Question

Find a point on the y-axis which is equidistant from the points (5,2) and (-4,3).

Answer 1

Hint: Use the concept that any point on the y-axis is (0, y). We also need to apply the distance formula in this question. The distance formula is \[d=\sqrt{{{({{x}_{2}}-{{x}_{1}})}^{2}}+{{({{y}_{2}}-{{y}_{1}})}^{2}}}\]

Complete step by step answer:
In the question, we have to find a point on the y-axis which is equidistant from the points (5,2) and (-4,3). So, the required point has the coordinate of (0, y). Now, the abscissa of this point is zero because this is on the y-axis.
Now, distance (d) between points \[({{x}_{1}},{{y}_{1}})\]and \[({{x}_{2}},{{y}_{2}})\] will be:
\[d=\sqrt{{{({{x}_{2}}-{{x}_{1}})}^{2}}+{{({{y}_{2}}-{{y}_{1}})}^{2}}}\]
Now, the coordinate (0, y) on the y-axis is equidistant from points (5,2) and (-4,3).
So the distance between points (0, y) and (5,2) will be the same as the distance between the points (0, y) and (-4,3). The distance between the points (0, y) and (5,2) is as follows:
\[\begin{align}
  & \Rightarrow {{d}_{1}}=\sqrt{{{({{x}_{2}}-{{x}_{1}})}^{2}}+{{({{y}_{2}}-{{y}_{1}})}^{2}}} \\
 & \Rightarrow {{d}_{1}}=\sqrt{{{(5-0)}^{2}}+{{(2-y)}^{2}}}\,\,\,\,\,\,\,\,\,\,\,\,\,\,\because {{x}_{2}}=5,\,\,{{x}_{1}}=0,\,\,{{y}_{2}}=2,\,{{y}_{1}}=y \\
 & \, \\
\end{align}\]
Next, we will find the distance between the points (0, y) and (-4,3), as follows:
\[\begin{align}
  & \Rightarrow d=\sqrt{{{({{x}_{2}}-{{x}_{1}})}^{2}}+{{({{y}_{2}}-{{y}_{1}})}^{2}}} \\
 & \Rightarrow {{d}_{2}}=\sqrt{{{(-4-0)}^{2}}+{{(3-y)}^{2}}}\,\,\,\,\,\,\,\,\,\,\,\,\,\,\because {{x}_{2}}=-4,\,\,{{x}_{1}}=0,\,\,{{y}_{2}}=3,\,{{y}_{1}}=y \\
 & \, \\
\end{align}\]
Now, since the two distances are equal, so we have:
\[\begin{align}
  & \Rightarrow {{d}_{1}}={{d}_{2}} \\
 & \Rightarrow \sqrt{{{(5-0)}^{2}}+{{(2-y)}^{2}}}=\sqrt{{{(-4-0)}^{2}}+{{(3-y)}^{2}}} \\
 & \Rightarrow {{(5-0)}^{2}}+{{(2-y)}^{2}}={{(-4-0)}^{2}}+{{(3-y)}^{2}} \\
 & \Rightarrow {{y}^{2}}-4y+29={{y}^{2}}-6y+25\,\,\, \\
 & \Rightarrow -4y+29=-6y+25 \\
 & \Rightarrow y=-2 \\
\end{align}\]

So we get the required coordinate on the y-axis as \[\left( 0,\text{ }y \right)\equiv (0,-2)\].

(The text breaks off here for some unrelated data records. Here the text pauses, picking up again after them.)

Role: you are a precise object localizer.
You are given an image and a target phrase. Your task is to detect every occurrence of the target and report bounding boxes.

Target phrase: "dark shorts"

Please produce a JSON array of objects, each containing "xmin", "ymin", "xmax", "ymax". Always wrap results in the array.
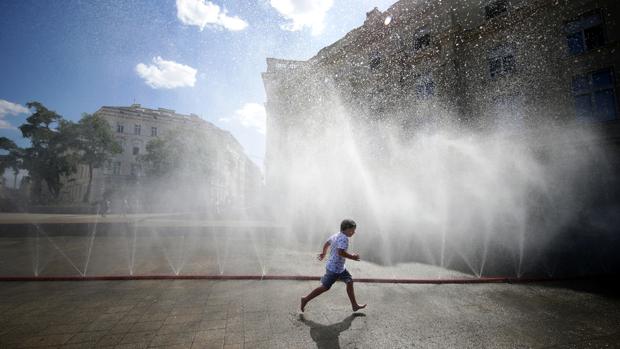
[{"xmin": 321, "ymin": 269, "xmax": 353, "ymax": 289}]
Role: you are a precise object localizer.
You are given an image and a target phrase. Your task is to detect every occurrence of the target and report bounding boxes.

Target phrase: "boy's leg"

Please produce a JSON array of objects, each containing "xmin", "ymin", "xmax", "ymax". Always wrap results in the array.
[
  {"xmin": 340, "ymin": 269, "xmax": 366, "ymax": 311},
  {"xmin": 301, "ymin": 285, "xmax": 329, "ymax": 312},
  {"xmin": 347, "ymin": 281, "xmax": 366, "ymax": 311},
  {"xmin": 300, "ymin": 270, "xmax": 338, "ymax": 312}
]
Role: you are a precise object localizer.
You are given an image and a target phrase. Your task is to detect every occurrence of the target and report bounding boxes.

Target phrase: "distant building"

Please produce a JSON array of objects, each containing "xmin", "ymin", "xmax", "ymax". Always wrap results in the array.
[
  {"xmin": 62, "ymin": 104, "xmax": 262, "ymax": 209},
  {"xmin": 263, "ymin": 0, "xmax": 620, "ymax": 198}
]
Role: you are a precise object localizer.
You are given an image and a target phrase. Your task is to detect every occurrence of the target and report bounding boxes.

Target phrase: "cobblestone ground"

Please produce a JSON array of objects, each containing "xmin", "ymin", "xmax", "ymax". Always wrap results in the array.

Note: We should know that any coordinate on the y-axis is (0, y) and not (y,0). When we are finding the distance between two points (0, y) and (-4,3), then we can actually interchange \[{{x}_{1}}\] and \[\,{{y}_{1}}\]with \[{{x}_{2}}\]and \[{{y}_{2}}\] respectively, as there will be no change in the final result.